Desde 2007, a Flórida devolve ao Golfo do México conchas de ostras e mariscos descartadas por restaurantes de frutos do mar e fábricas de processamento.
Entre 2007 e 2024, mais de 500 mil toneladas voltaram à água em vez de ir para aterros sanitários.
Mais de 500 mil toneladas de conchas foram parar no Golfo e acabaram ajudando a recuperar o ecossistema
O que começou como uma estratégia de descarte sustentável se transformou em uma das iniciativas de recuperação ambiental mais bem-sucedidas da região.
O sucesso tem uma explicação simples: as larvas de ostra procuram instintivamente uma superfície dura onde possam se fixar e crescer, e as conchas recicladas oferecem exatamente isso.

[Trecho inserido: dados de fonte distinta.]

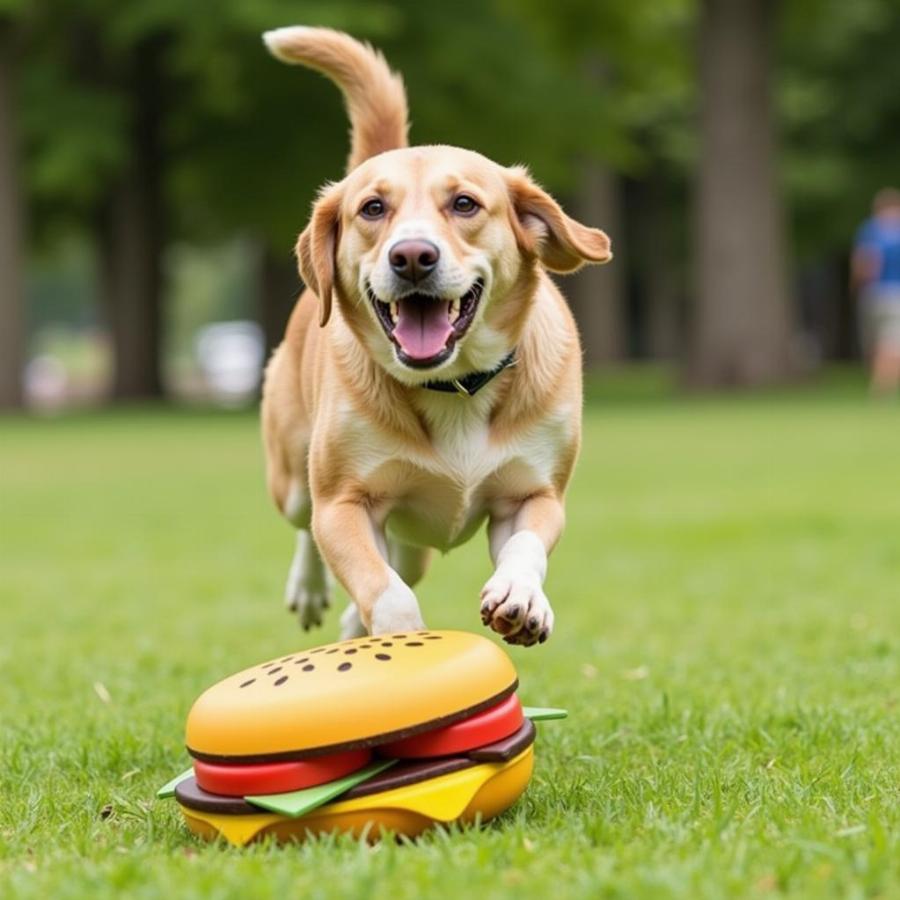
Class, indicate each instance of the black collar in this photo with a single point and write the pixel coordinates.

Depois de submersas, as conchas se tornam a base para novos recifes, onde as ostras jovens se estabelecem e amadurecem, espalhando-se gradualmente e criando habitats para outras espécies marinhas.

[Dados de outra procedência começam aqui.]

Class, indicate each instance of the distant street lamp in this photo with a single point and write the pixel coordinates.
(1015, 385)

As populações de ostras ao longo da costa do Golfo caíram significativamente ao longo das décadas.
Segundo a NOAA Fisheries, a queda das populações históricas na região chegou a 85% ou mais por causa da pesca excessiva, do derramamento de petróleo da plataforma Deepwater Horizon e de tempestades devastadoras.

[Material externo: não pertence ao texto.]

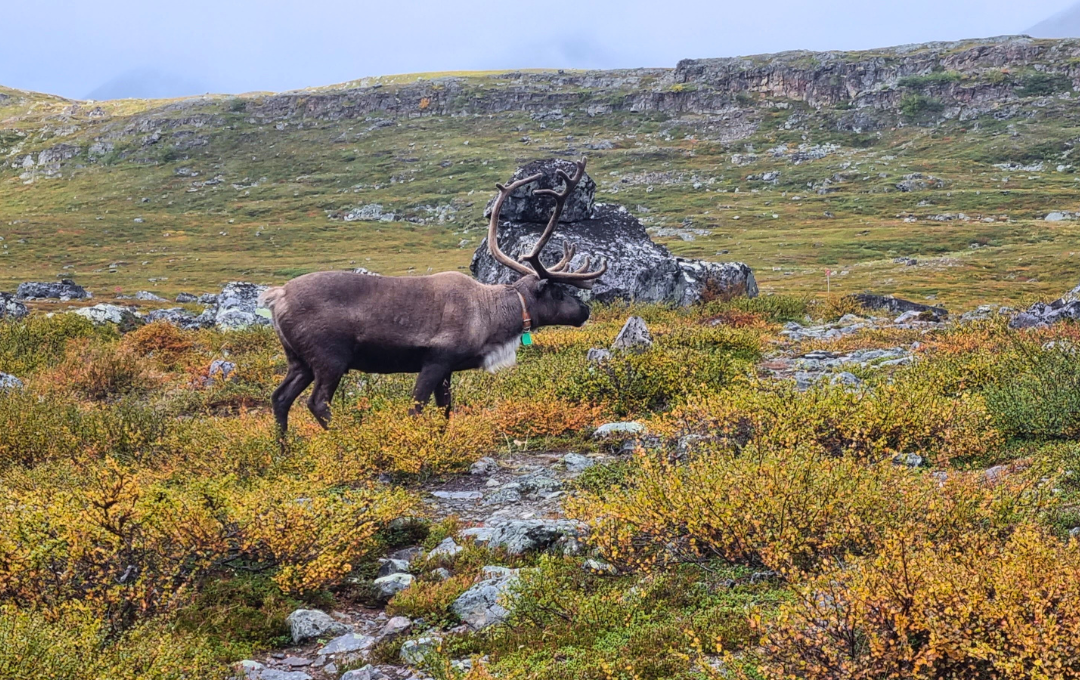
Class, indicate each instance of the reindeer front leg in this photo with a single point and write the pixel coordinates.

A Baía de Apalachicola, na Flórida, exemplifica essa trajetória: a região fornecia até 90% das ostras do estado, mas a atividade pesqueira entrou em colapso e foi declarada desastre federal em 2013.
Pesquisadores da Universidade Estatal da Flórida documentaram a extensão do problema e alertaram para a urgência de reconstruir o ecossistema.
Sem intervenção, esses habitats críticos desapareceriam completamente.
Os benefícios que ninguém esperava
Uma ostra adulta filtra até 50 galões de água por dia, removendo algas e nutrientes em excesso que turvam a água e prejudicam a vida marinha.
Segundo a NOAA, os recifes que se formam oferecem “habitat e área de reprodução para caranguejos, camarões e peixes”.
A estrutura também funciona como barreira natural: pesquisas no Golfo mostram que recifes de ostra conseguem reduzir a energia das ondas entre 76% e 99%, protegendo a costa.
Esses benefícios aumentam à medida que o recife cresce e mais organismos se instalam nele, formando um ecossistema mais robusto e interconectado.
A iniciativa de devolução de conchas integra um esforço maior para revitalizar os ecossistemas danificados do Golfo.
A Baía de Apalachicola retomou a colheita limitada de ostras em janeiro de 2026, após uma pausa de cinco anos.
Em 2024, a Flórida completou 77 acres de novo recife, com meta de restaurar 2 mil acres até 2032.
O especialista em conservação Chad Hanson disse ao Washington Post que a recuperação de habitat de ostra não é imediata e leva décadas, não anos.
Ainda assim, o progresso visível indica que o caminho é possível.